Now it’s true in the background it’s saving
from eternal judgment but that’s not in the foreground. In the foreground the judgment is a physical
judgment that is going to come shortly upon the city of
Notice also Acts
Acts 2:41, “Then they that gladly received his word were baptized; and the same day there were added unto them three thousand souls. [42] And they continued steadfastly in the apostle’ doctrine and fellowship, and in breaking of bread, and in prayers. [43] And fear came upon every soul; and many wonders and signs were done by the apostles. [44] And all that believed were together hand had all things in common,” the verb “had” is imperfect, they “continually had all things in common, [45] And they continually sold their possessions and goods, they continually parted them to all men, as every man had need. [46] And they, continuing daily with one accord in the temple, and breaking bread from house to house, were continually eating their meat [food] with gladness and singleness of heart, [47] Praising God, and having favor with all the people. And the Lord added to the church daily such as should be saved.”

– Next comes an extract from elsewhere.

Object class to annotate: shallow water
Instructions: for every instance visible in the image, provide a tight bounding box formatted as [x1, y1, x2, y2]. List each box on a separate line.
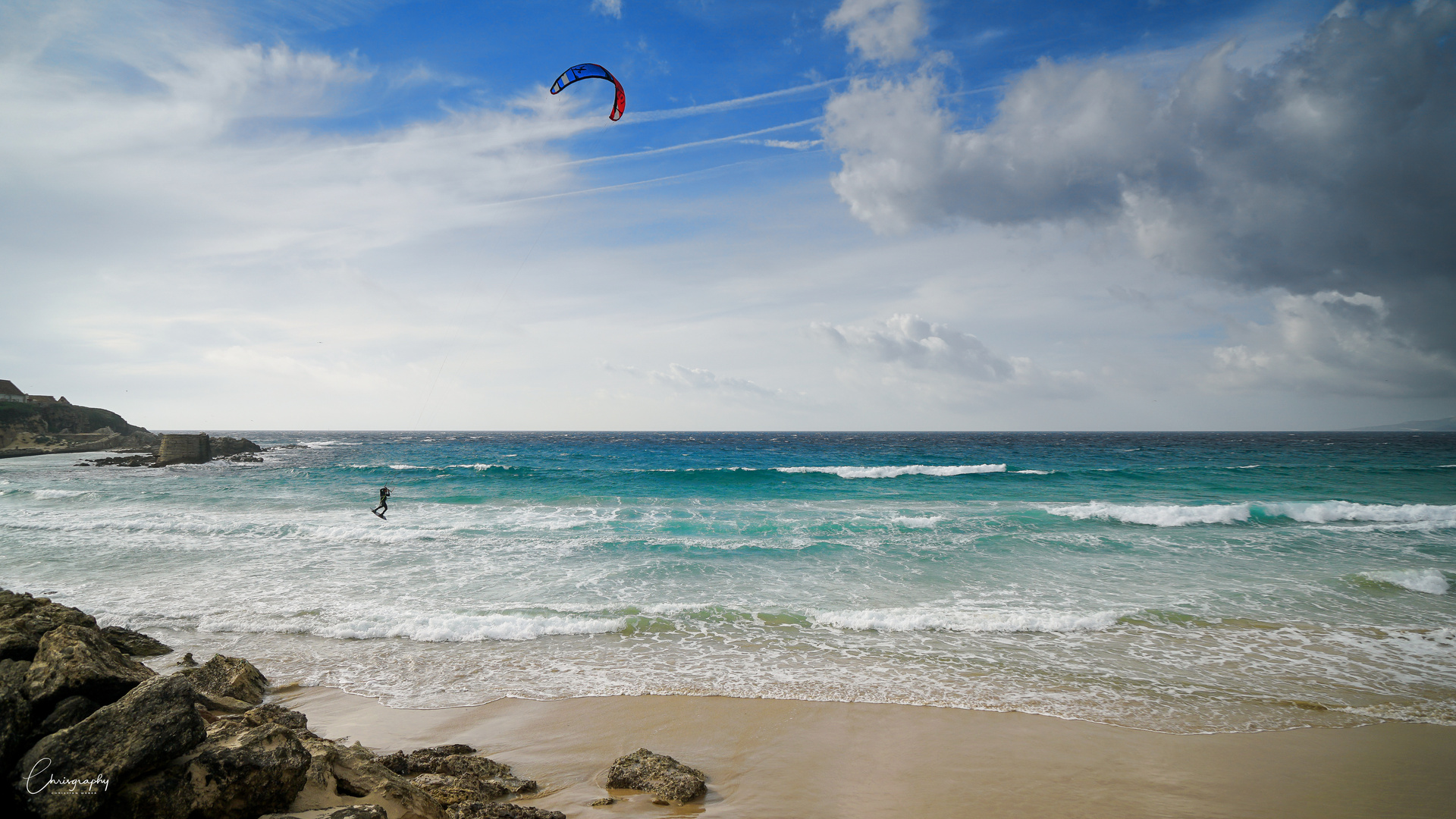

Okay, this is a biography of early evangelism and follow-up. Now let’s watch what the elements are so we can conclude by applying what should be applied and not applying what can’t be applied because of the cultural shifting. Notice the first thing mentioned in verse 41, “they that gladly received his word,” in the Greek we have a verb, apodekomai, dekomai is a verb stem that means to welcome, to receive. It’s used in 1 Corinthians 2, “the natural man does not welcome the things of the Spirit of God,” that’s what it means. It doesn’t mean that you can’t hear it, it doesn’t mean that the message never gets into the brain; it means that the message gets into the brain and is welcomed by the conscience and by the mind; it’s absorbed with welcoming, not by resistance. That’s the word dekomai. Now when you put a prefix like apo, one of the Greek prepositions in front of the main verb stem it has the effect of intensifying the meaning; not always in the direction of the preposition but the preposition generally intensifies that. So what we have is really welcome.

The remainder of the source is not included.